With that being said I have shot a Dual Click Standard (aluminum Extension) for many years with a great deal of success until I was graciously given an Ultima in Vegas. So unless you really got the money burning a hole in your pocket this is probably the best bang for your buck.


----------



## anson (Nov 24, 2004)

I forgot to mention the difference between the Ultima RC and CP isn't aluminum extension vs carbon extension (although this features is avalible...), its the RC is meant for recurves and comes with a 8/32" apperature block, and is a couple ounces lighter. While, the CP comes with a armored 3rd axis and 10/32" apperature block. 
The Dual Click Extreme, even though "older technology" is made entirly of carbon (except the apperature), while the ultima just has a caron extension...
Also if memory serves me correctly from Vegas, the prices were 280 for the Ulitma Carbon, and 200 for the Ultima Aluminum (it was the same as the Surelocs...). I could be off by a few Hamiltons though, it was a week ago :wink:


----------



## Miles Gloriosus (Feb 11, 2006)

anson said:


> Its not hard to tell you have no idea what an Ultima is...The only Dual Click Series were like the Accras, but the new Ultima is honestly the best sight I have ever seen/used.


I was about to say that the Ultima was just an Accra with a simplified apperature, before I realized that this applies to every sight on the market.

Thus, my comments about the Accra apply to any sight ever.


----------



## limbwalker (Sep 26, 2003)

> Its not hard to tell you have no idea what an Ultima is...


Anson, a little less confrontational style will go a long way...  

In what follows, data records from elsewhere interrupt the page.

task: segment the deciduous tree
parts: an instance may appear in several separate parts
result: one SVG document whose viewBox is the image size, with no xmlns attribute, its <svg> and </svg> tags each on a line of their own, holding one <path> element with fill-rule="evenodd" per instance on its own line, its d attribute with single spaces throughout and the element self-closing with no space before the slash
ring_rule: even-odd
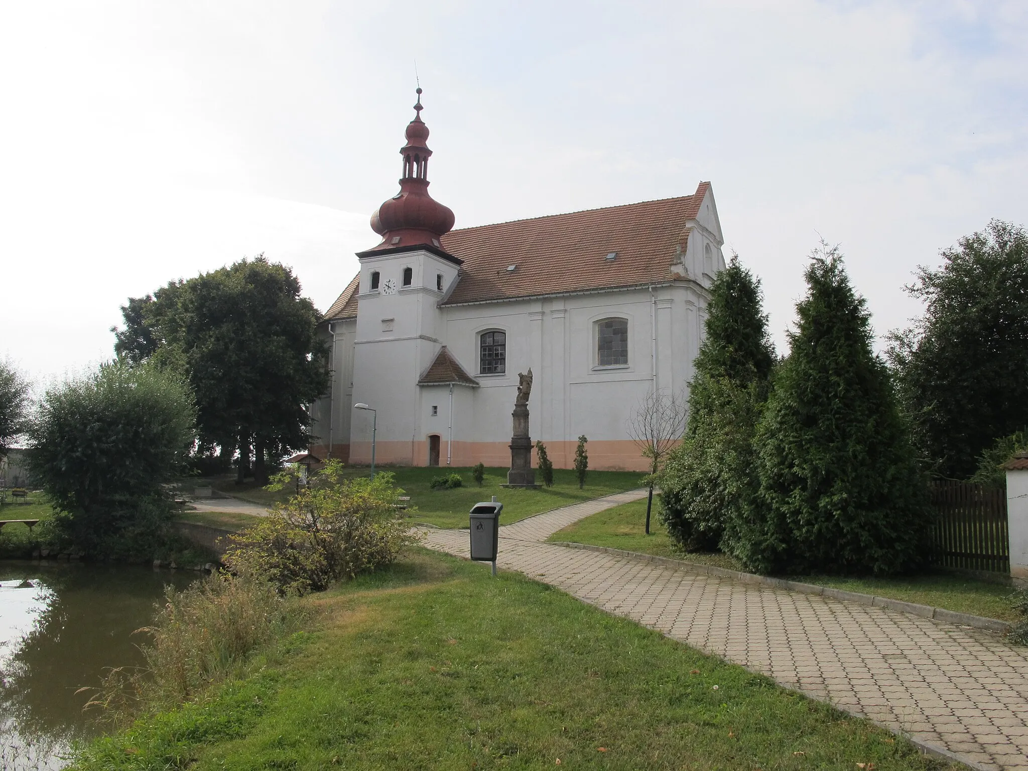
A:
<svg viewBox="0 0 1028 771">
<path fill-rule="evenodd" d="M 686 429 L 687 402 L 663 391 L 651 391 L 628 418 L 628 436 L 650 462 L 648 482 L 650 493 L 646 503 L 646 535 L 650 535 L 650 512 L 653 509 L 653 486 L 668 453 Z"/>
<path fill-rule="evenodd" d="M 907 288 L 925 313 L 892 333 L 888 357 L 921 454 L 965 478 L 1028 426 L 1028 233 L 993 220 L 942 257 Z"/>
<path fill-rule="evenodd" d="M 29 381 L 13 362 L 0 361 L 0 458 L 25 430 L 29 410 Z"/>
<path fill-rule="evenodd" d="M 103 364 L 46 391 L 28 426 L 29 463 L 76 546 L 111 555 L 157 546 L 163 485 L 193 445 L 189 387 L 154 366 Z"/>
<path fill-rule="evenodd" d="M 307 406 L 328 388 L 319 315 L 286 266 L 263 257 L 173 282 L 122 307 L 116 348 L 130 360 L 180 369 L 196 396 L 201 444 L 265 458 L 310 442 Z"/>
</svg>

My son has an Accra 300 on his bow (rare find these days) and it's not the sight that the Shibuya is. The Shibuya has a much better windage block and aperature holder IMO. But no doubt the 300 is one of the best buys ever in a recurve sight.

If I were in the market for a Shibuya sight, there is no way I could lay off of their newest offering (ultima), as it reminds me of my Sure-loc's 

John.


----------



## J-san (Oct 12, 2004)

If money wasn't an issue, I'd recommend the Ultima RC. 

A very good friend of mine at my local club shoots with the Dual Click Carbon and I use the Ultima RC. Both are superb sights IMHO and are well worth the money you pay. Personally, I think a best buy would be the aluminum Dual Click since you really don't gain tremendous amounts by going all carbon. The Dual Click requires you to fasten down locking screws to lock in your settings, while the Ultima does not. A small luxury, but it is worth $100 to you? With all that said, I don't think you can go wrong with any of the Shibuya sights.


----------



## zydeco (Jan 14, 2005)

I am not ashamed to admit that I am pretty much a novice, but here are my thoughts. I shoot a Dual Click Standard and like it. I would prefer a more expensive sight that perhaps is a little easier to adjust elevation wise. Having said that the Shibuya is rock solid and has not let me down. I do agree that the aperture block is well build and solid. 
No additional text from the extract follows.